# Unable to get sis191 Ethernet Card working

## mimosinnet

I am unable to get the ethernet working on a Fujitsu Esprimo Mobile v5535.

My card:

```
# lspci

00:04.0 Ethernet controller: Silicon Integrated Systems [SiS] 191 Gigabit Ethernet Adapter (rev 02)
```

sis190 module gets loaded:

```
# lsmod

Module                  Size  Used by

sis190                 20036  0

mii                     6912  1 sis190
```

Nevertheless, the ethernet devices does not show on ifconfig.

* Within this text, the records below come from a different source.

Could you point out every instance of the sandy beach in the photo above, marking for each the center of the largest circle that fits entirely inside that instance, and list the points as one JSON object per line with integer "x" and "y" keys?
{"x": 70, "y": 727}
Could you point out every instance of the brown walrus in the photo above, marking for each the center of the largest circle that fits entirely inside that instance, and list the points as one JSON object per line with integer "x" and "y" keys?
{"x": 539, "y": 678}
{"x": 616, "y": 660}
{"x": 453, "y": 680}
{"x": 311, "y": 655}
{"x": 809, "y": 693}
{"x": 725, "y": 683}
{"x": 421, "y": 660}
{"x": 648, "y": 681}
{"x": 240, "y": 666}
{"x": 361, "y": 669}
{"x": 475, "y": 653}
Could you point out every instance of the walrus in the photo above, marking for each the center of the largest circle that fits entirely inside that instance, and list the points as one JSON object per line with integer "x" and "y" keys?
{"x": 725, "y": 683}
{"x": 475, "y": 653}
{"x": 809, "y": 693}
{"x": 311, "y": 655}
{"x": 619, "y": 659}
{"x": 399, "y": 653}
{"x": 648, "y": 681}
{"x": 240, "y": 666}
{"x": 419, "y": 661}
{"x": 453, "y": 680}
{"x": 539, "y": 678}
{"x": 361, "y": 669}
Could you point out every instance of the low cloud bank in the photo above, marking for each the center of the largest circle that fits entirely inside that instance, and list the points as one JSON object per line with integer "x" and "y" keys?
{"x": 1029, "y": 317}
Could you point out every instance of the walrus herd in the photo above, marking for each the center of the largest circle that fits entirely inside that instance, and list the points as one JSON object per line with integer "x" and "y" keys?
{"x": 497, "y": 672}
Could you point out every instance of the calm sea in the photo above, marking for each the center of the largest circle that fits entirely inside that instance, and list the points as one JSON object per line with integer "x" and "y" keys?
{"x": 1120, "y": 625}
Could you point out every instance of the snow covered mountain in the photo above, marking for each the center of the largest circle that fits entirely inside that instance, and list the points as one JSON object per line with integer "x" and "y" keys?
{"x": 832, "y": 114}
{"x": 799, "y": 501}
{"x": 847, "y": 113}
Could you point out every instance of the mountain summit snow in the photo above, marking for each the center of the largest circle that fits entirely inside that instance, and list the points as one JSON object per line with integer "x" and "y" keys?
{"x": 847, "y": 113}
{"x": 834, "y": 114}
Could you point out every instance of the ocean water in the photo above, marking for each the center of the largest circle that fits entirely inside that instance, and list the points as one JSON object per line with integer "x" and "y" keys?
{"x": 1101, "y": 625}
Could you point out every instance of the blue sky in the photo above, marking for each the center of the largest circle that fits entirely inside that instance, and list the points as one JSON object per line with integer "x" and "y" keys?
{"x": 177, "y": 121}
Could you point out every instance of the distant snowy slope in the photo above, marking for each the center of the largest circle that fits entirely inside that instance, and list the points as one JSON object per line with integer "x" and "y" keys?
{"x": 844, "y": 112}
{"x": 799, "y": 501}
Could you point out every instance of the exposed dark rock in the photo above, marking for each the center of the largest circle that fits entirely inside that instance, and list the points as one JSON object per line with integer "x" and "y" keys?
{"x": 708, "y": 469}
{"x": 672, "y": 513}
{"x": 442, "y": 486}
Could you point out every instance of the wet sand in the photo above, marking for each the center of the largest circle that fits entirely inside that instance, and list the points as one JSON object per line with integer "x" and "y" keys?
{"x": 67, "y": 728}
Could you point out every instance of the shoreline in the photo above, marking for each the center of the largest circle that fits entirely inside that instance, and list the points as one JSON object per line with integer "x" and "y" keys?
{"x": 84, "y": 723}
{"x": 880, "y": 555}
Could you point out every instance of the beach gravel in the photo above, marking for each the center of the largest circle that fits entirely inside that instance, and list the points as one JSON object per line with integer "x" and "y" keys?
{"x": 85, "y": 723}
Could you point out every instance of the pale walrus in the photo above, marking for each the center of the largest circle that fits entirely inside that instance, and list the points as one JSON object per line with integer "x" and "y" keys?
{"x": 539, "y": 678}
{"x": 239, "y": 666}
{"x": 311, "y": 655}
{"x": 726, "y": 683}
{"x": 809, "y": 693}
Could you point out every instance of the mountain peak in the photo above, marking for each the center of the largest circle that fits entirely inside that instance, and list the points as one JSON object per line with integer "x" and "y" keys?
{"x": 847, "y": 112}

This is the relevant dmesg info:

```
sis190 Gigabit Ethernet driver 1.2 loaded.

ACPI: PCI Interrupt 0000:00:04.0[A] -> GSI 19 (level, low) -> IRQ 19

PCI: Setting latency timer of device 0000:00:04.0 to 64

ieee80211_crypt: registered algorithm 'NULL'

0000:00:04.0: Read MAC address from APC.

0000:00:04.0: Can not find ISA bridge.

ACPI: PCI interrupt for device 0000:00:04.0 disabled

sis190: probe of 0000:00:04.0 failed with error -5
```

I have found in google the following suggestion, but it does not solve the issue:

```
echo 100 > /sys/class/firmware/timeout
```

Any hints would be appreciated.Last edited by mimosinnet on Wed Dec 26, 2007 10:23 pm; edited 2 times in total

----------

## mimosinnet

I have found this page, giving some clues on what to do.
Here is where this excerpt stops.